When Colonel Lin inquires about William’s military history, he explains that his skill is developed by a need to “fight for food. Fight to eat. Live long enough, fight for money.” Colonel Lin (Tian Jing) seems almost disgusted. “We are not the same.” Constantly thereafter, William, Tovar, and Ballard (a third Westerner held at the wall for 25 years, played by Willem Dafoe) are spoken to as if they are toddlers regarding their unimpeachable desire to obtain “black powder” (gun powder) and return to their respective homelands to put the new weapon into power-grabbing practice. Given the context of this half-American-produced film’s release, its controversy, and the current political moment, this feels a little blissfully on-the-nose in its messaging, a critical take down of Western arms races and the American military industrial complex.
I didn’t expect that my first in-review allusion to a film’s being about Trump’s America would be afforded by The Great Wall, but here we are. I was unsurprised to discover that The Great Wall‘s story team included Max Brooks, the author of World War Z, another genre-disguised metaphor of broad political material. Because the first film I thought of to explain The Great Wall through comparison was 1997’s Starship Troopers. Except where Paul Verhoeven’s 1997 brilliant satire offers a first-person, evergreen hot dog factory tour of American militarism, Zhang’s new film offers a comparative third party audit-through-comparison of flimsy American/Western patriotism and our undercooked and often-feigned virtues and expertise. And, as we approach a new cold war with the ultimate outsider cowboy at the helm of the American ship, the message couldn’t have landed at a better, but it couldn’t have arrived in a stranger package.
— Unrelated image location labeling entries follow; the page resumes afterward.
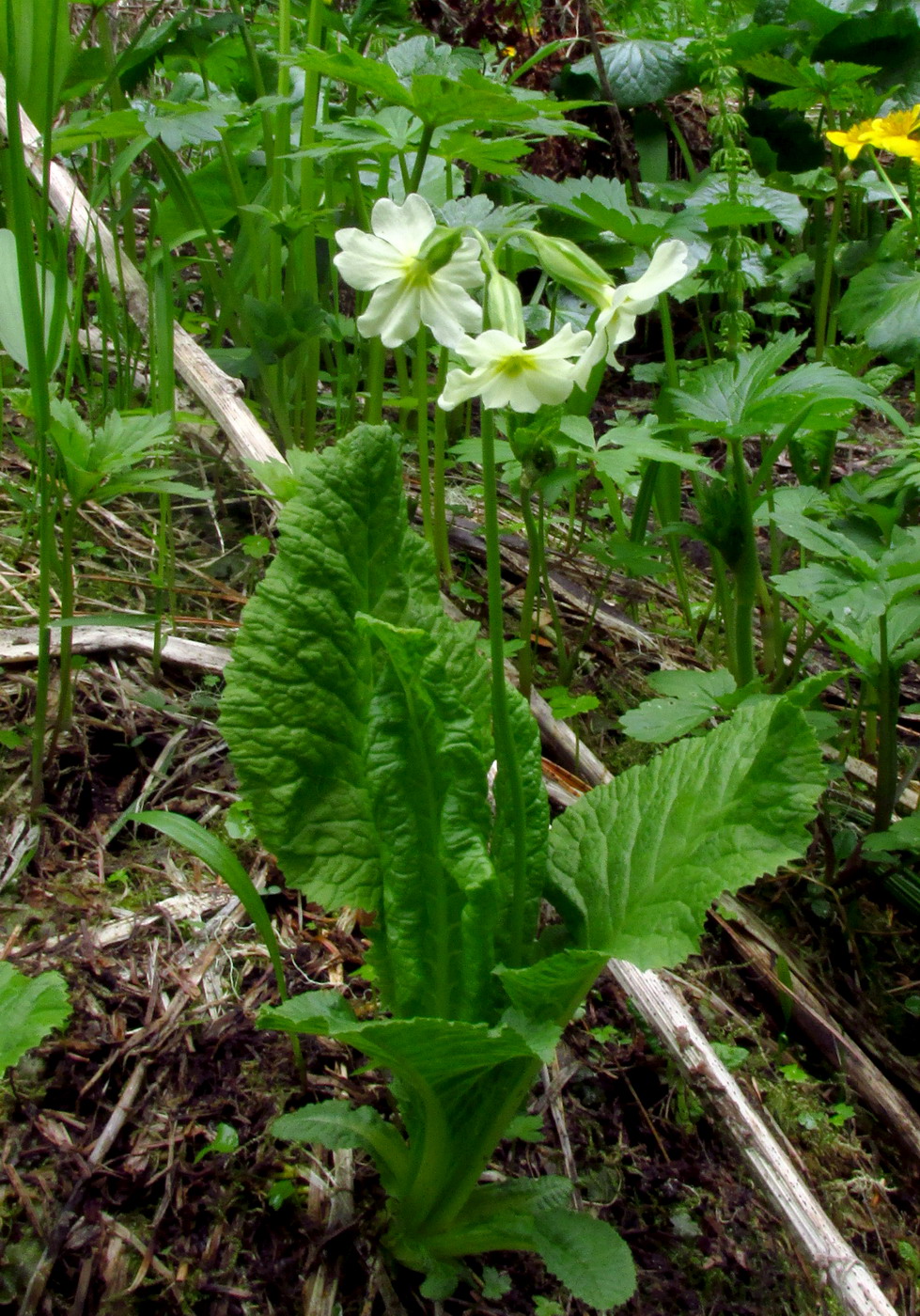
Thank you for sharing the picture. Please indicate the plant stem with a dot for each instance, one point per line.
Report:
(421, 155)
(528, 603)
(889, 691)
(508, 766)
(420, 385)
(745, 572)
(66, 697)
(374, 384)
(823, 308)
(440, 506)
(19, 207)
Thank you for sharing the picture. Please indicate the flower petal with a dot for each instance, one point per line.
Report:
(404, 227)
(463, 266)
(447, 311)
(588, 359)
(365, 262)
(489, 346)
(393, 313)
(667, 266)
(564, 344)
(460, 385)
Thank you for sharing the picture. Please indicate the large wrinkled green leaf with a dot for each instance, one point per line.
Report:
(882, 305)
(636, 864)
(457, 1085)
(358, 720)
(29, 1009)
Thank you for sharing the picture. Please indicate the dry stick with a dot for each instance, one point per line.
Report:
(217, 392)
(664, 1010)
(761, 949)
(836, 1262)
(58, 1236)
(22, 645)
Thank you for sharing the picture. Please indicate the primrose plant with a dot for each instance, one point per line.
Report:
(362, 724)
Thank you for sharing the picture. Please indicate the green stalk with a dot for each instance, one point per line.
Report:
(746, 572)
(164, 391)
(374, 384)
(309, 371)
(508, 766)
(19, 208)
(823, 308)
(886, 786)
(440, 504)
(511, 1085)
(68, 596)
(528, 603)
(421, 155)
(420, 387)
(564, 660)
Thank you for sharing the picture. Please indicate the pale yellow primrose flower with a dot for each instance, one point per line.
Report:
(508, 374)
(406, 292)
(620, 306)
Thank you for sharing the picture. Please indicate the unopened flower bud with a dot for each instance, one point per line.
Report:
(505, 309)
(440, 247)
(565, 262)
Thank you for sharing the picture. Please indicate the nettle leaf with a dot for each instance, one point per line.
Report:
(903, 835)
(641, 71)
(30, 1009)
(358, 720)
(882, 305)
(751, 190)
(636, 864)
(692, 697)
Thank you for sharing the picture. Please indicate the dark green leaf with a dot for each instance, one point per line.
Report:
(30, 1009)
(640, 71)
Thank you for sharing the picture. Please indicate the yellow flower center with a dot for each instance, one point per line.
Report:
(416, 273)
(515, 364)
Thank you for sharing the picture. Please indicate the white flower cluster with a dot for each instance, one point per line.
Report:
(408, 290)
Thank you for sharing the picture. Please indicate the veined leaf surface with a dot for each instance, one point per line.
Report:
(358, 720)
(636, 864)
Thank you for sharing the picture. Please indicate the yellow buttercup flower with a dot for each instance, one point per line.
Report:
(891, 133)
(856, 137)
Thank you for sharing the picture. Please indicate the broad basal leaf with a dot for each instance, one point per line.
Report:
(358, 720)
(531, 1214)
(29, 1009)
(636, 864)
(457, 1085)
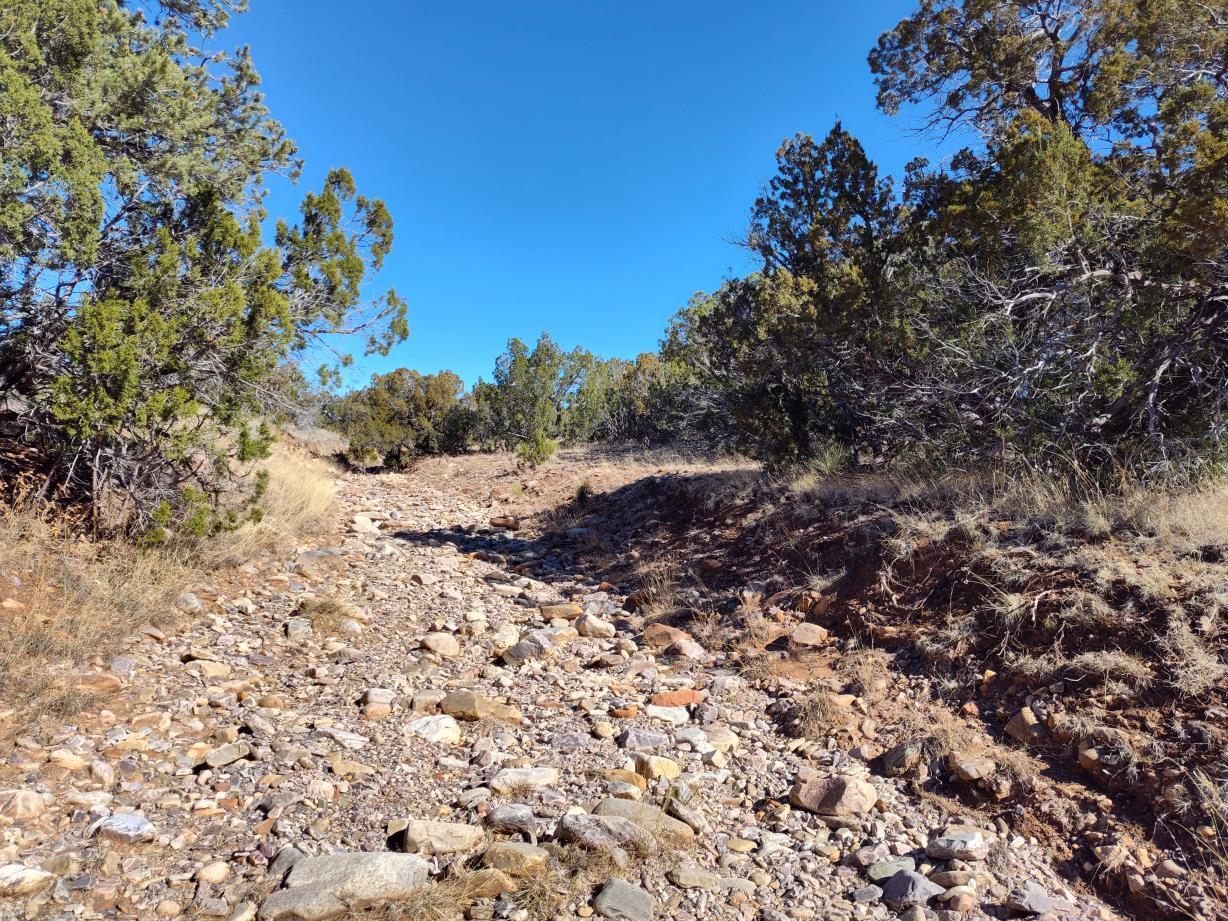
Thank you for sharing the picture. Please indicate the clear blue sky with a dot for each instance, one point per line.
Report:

Overall: Zhang has applied a top dollar budget to an orgiastic B-movie, 150 million to make a Roger Corman dreamscape which juxtaposes sequences of untouchable high cinema (the funeral sequence is chill-inducing and I can not stress enough how much I enjoyed the presentation of Colonel Lin’s Crane Troop diving from the wall) with sequences of laughable CGI presented with no sense of self-consciousness (the monsters are fine in concept, but anything but impressive in presentation, while the hot air balloon ride is just a few notches above The Asylum’s best work), a film that unleashes within a high-minded and gracefully filmed period piece a pulp magazine-worthy monster species and a star who can’t remember his accent from scene-to-scene. It’s all at once silly and intelligent, reckless and graceful, and, even as the film surrenders in allowing William to play a significant late role in saving the people of China (again, only in performative action, not in interruption of culture), it still somehow hosts a complex and prescient culturally comparative essay.